The dust has settled. Our first season of little league, coach pitch baseball is over. Last Friday night Noah played his final game of the tournament. For three nights in a row he and his teammates ate dust, and sweat, and victory, and yes, defeat. But every night they showed up, fully present, playing till the last ball was thrown, the last hitter swung. As coach said, they never gave up. Which is all he could have asked of them.
I'm very proud. Not because they played well with teams that had previously beat the socks off of them. But because they kept playing. When they got hit with the ball they kept playing. When they missed the grounder they kept playing. When they got out they kept playing. When they were down so far we thought they would never get back up, they kept playing. They may have been down multiple times, they they were never out. They were never out of the game.
It hadn't always been like that. There were times during the season when I could feel the energy shift in the middle of a game, and they would just give up. Something in their hearts and minds would decide the game was over, and they would stop playing. Perhaps they got intimidated. Maybe they started looking at the scoreboard instead of the next play. Sometimes it was simply exhaustion leaking out of the pores, flooding the field with apathy. Those nights were so frustrating, so heartbreaking. I would sit back in my chair and watch the pitiful outcome of not caring.
When tournament time began my prayer for them was always for their hearts. My husband probably saw my fervency in being the sideline mom and thought differently. He probably thought I was praying they would win. Does God care about stuff like that? Probably not. But I do believe God cares about the condition of our hearts and our capacity to live life open hearted, fully present, giving ourselves to fully to each day. So I stood on the sidelines a silent prayer on my lips: "Oh God, I contend for their hearts!"
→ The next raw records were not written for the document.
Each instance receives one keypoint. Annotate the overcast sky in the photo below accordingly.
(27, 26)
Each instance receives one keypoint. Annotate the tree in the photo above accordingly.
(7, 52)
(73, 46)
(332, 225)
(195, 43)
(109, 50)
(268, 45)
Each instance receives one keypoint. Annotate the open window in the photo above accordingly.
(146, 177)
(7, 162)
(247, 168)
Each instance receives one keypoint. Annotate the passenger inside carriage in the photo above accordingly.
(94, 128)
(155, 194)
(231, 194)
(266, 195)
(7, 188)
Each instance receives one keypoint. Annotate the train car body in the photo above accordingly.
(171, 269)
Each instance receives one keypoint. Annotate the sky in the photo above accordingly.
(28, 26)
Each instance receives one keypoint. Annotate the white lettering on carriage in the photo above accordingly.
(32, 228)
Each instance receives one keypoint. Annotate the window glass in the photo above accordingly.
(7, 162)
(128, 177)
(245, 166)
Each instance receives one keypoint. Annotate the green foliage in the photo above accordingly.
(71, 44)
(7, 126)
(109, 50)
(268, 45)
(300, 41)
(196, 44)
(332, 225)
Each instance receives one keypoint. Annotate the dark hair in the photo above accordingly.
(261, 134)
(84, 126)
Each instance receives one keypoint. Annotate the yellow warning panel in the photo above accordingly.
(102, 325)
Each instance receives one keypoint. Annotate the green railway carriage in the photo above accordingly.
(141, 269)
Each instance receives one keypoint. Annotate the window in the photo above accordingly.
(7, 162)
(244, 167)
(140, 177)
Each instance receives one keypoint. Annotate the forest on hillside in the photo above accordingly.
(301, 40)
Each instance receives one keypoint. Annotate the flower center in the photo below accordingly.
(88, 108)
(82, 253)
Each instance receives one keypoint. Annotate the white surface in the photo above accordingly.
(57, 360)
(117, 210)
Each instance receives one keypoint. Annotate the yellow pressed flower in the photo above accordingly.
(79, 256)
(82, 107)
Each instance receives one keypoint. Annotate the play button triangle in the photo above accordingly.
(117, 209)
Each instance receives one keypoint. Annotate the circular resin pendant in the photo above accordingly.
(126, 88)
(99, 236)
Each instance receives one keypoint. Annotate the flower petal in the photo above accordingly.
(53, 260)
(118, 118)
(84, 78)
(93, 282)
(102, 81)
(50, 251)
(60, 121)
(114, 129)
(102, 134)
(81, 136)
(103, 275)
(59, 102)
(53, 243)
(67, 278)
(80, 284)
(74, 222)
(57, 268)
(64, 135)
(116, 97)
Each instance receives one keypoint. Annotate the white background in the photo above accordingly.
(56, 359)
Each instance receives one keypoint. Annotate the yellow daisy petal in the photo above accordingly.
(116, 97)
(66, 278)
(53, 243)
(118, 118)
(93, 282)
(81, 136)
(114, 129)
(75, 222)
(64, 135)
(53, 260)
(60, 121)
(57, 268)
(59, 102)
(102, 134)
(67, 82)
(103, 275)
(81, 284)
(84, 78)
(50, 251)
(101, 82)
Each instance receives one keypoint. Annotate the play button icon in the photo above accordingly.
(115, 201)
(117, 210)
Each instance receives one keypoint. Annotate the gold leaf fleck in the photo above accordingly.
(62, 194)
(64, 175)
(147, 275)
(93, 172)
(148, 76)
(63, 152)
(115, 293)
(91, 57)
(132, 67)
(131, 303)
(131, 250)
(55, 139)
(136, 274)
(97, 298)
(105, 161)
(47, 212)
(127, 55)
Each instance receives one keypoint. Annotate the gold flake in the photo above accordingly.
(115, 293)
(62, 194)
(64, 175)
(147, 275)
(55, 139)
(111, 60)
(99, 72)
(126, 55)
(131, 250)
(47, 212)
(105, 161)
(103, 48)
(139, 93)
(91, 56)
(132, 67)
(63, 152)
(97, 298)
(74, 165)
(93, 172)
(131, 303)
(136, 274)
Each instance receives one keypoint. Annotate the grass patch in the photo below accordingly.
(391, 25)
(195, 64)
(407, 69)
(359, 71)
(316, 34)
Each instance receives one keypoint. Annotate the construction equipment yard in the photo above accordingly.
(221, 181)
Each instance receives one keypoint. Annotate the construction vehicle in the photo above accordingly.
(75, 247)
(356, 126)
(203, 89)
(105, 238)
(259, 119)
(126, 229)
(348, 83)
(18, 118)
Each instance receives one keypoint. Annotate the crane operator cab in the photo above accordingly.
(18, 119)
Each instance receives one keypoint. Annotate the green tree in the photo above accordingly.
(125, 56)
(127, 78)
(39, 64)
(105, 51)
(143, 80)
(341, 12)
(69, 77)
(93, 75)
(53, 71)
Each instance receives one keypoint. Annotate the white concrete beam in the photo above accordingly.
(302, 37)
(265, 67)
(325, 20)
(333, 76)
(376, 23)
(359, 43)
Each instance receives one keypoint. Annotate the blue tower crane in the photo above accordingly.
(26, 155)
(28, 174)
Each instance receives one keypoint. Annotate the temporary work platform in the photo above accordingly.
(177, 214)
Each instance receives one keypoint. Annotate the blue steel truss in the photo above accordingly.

I can't help but wonder what this would look like in my own life. What would it look like if everyday I never gave up and never gave in? What would it look like if I lived open hearted, fully present, unrestrained giving of myself to the day before me? I know I want that for my boys. It's a bit intimidating to want it for myself. But if I were honest, I do. I want to live with heart.
At the end of the last game each of Noah's coaches took a moment to express what the season meant to them. One of them said that in all the teams he's coached, this team showed more heart than any others he's been with in a long time. I couldn't help but feel like God answered my prayers.